By train, yeah. They took us--just a few of us. Actually they, they took us there--we were--all of us were pregnant--they--the second camp. And they took us because they--we thought--somebody told us--I don't know if it was true or not--that uh, that they wanted to take us somewhere where they are going to uh, kill us. I don't know. I--that's what I heard. I'm not sure that that was a--just a pregnant ones. We just were pregnant. There was a doctor with us and two ??? and uh, somebody else. About four people were, were going with us.

And how many pregnant women were, were there?

About six of us or seven. Seven, six, seven. I don't even remember already.

That's amazing.

And we got there and the atmosphere was much better there. We still didn't have enough to eat, but, but the rooms were better. The hygiene was a little bit better. We could wash, you know.

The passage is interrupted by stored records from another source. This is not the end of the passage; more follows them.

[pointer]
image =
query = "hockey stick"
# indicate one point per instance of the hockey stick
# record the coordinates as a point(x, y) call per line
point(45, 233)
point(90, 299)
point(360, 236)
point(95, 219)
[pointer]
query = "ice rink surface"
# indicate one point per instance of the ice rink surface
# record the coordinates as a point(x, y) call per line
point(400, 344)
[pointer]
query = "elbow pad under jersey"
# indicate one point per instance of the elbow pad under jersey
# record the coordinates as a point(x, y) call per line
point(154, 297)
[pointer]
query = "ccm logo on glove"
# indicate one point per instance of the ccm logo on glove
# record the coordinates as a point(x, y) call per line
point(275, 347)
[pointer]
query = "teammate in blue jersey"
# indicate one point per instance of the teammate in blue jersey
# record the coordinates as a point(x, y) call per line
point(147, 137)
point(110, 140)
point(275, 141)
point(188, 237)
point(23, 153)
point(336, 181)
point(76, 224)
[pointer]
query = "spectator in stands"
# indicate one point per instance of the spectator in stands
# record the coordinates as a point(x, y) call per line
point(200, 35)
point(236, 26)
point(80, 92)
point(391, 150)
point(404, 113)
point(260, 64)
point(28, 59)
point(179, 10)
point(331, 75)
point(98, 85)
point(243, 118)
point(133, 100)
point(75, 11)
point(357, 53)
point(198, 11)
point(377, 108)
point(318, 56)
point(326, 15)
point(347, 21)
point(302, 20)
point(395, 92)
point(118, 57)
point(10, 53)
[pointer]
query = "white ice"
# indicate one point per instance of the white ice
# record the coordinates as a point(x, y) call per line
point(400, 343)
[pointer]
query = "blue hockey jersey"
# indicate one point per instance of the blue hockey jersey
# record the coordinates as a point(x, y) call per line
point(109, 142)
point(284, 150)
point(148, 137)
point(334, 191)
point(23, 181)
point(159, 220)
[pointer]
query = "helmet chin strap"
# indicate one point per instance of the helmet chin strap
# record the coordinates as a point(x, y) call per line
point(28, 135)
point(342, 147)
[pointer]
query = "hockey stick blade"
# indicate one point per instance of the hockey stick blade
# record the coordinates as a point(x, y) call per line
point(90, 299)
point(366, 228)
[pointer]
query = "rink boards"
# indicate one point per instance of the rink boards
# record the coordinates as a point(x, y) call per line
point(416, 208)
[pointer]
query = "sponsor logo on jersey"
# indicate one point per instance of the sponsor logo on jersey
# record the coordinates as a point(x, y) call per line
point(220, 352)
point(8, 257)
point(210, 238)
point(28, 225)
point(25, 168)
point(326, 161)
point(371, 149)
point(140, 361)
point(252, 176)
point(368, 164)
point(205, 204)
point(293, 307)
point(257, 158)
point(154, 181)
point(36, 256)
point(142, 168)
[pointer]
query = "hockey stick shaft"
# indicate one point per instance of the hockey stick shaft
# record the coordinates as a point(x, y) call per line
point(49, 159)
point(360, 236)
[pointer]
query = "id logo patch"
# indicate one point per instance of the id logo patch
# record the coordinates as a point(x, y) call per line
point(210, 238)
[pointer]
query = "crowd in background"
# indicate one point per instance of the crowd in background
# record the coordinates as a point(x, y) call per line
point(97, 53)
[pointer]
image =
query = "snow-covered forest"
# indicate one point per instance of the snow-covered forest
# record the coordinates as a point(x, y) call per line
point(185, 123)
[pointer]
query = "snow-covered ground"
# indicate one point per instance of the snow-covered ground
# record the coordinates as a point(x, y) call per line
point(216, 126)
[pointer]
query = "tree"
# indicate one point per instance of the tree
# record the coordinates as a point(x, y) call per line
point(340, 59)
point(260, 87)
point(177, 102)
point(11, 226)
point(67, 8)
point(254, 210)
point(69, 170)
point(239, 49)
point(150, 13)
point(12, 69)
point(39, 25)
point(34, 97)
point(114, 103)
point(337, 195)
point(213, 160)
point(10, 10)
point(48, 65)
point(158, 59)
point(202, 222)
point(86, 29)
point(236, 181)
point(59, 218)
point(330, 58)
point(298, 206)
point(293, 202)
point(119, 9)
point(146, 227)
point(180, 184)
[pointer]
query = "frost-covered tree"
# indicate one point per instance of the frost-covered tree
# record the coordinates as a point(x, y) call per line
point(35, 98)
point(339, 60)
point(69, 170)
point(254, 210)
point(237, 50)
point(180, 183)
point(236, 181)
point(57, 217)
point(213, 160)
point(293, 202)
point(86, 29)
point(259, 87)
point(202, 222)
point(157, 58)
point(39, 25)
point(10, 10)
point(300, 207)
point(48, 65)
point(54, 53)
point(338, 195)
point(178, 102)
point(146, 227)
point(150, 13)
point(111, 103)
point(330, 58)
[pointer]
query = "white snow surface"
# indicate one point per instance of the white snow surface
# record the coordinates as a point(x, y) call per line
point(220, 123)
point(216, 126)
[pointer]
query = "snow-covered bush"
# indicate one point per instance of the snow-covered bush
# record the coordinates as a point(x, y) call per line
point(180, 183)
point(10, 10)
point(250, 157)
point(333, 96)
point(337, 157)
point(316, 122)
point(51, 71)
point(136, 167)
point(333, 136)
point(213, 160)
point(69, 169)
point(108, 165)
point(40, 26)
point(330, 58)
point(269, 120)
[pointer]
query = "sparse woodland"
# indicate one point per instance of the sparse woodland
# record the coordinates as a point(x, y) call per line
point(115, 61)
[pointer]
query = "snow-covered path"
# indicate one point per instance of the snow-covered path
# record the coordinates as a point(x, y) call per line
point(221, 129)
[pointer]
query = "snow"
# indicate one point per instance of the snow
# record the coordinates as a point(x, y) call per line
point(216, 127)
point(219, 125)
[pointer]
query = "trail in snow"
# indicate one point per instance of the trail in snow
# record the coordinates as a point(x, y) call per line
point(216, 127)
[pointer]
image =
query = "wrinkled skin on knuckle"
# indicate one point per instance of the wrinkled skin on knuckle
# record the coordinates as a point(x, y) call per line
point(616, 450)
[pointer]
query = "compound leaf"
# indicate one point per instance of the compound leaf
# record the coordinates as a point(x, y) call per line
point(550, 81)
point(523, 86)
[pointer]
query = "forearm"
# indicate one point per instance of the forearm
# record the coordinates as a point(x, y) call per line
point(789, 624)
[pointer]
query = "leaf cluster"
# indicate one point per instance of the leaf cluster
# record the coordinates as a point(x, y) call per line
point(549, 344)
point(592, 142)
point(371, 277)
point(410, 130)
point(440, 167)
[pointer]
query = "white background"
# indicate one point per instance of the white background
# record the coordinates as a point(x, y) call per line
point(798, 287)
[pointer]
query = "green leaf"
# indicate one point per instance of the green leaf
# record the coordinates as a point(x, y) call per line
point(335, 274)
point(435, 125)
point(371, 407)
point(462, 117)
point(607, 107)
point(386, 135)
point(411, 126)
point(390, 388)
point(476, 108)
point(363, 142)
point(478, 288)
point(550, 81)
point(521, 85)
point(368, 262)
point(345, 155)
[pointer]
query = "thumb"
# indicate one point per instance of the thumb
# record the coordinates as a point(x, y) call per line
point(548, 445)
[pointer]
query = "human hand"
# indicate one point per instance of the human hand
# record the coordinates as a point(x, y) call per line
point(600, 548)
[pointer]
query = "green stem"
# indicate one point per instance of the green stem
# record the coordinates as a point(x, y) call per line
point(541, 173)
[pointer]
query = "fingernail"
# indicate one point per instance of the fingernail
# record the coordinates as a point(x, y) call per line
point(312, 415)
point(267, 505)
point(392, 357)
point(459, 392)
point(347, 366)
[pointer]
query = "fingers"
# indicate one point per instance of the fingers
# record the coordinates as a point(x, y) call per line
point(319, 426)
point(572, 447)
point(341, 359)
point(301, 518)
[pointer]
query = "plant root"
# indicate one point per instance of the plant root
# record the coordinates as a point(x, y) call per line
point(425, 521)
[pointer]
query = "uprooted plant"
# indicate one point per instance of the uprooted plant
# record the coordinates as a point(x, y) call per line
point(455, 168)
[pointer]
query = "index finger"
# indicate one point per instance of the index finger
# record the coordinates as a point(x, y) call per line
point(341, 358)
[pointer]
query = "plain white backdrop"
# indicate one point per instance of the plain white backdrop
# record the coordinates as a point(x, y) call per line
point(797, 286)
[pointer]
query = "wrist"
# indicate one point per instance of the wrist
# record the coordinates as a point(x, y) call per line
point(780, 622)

There was wash rooms there, you know, with, with, with cold water. I got in that cold water in early spring and I washed myself there everyday. Once, I remember one of the girls went to say--report me to the, to the girl who was the, the head of the place, I'm going to catch a cold because I go in that cold water and wash myself all the time. They couldn't let you ???. They didn't mind, they didn't mind. I didn't care. I got a little towel--a little bottle, a little towel like that when I got there. That was a big thing.

And they fed you better there?

Not--you know what, they didn't have much food either. They didn't have--they had--the Germans in themselves didn't have very much food either. But it was somewhat better. We got a little cheese once in awhile; we got a little sausage once in awhile, a little piece, you know, but it wasn't uh, as bad as in Auschwitz or in the other place and uh, so. But they were--they would talk to us--they were talking to us, you know, they uh, they treated us a little bit more with uh, with uh, humanity there than the other ones.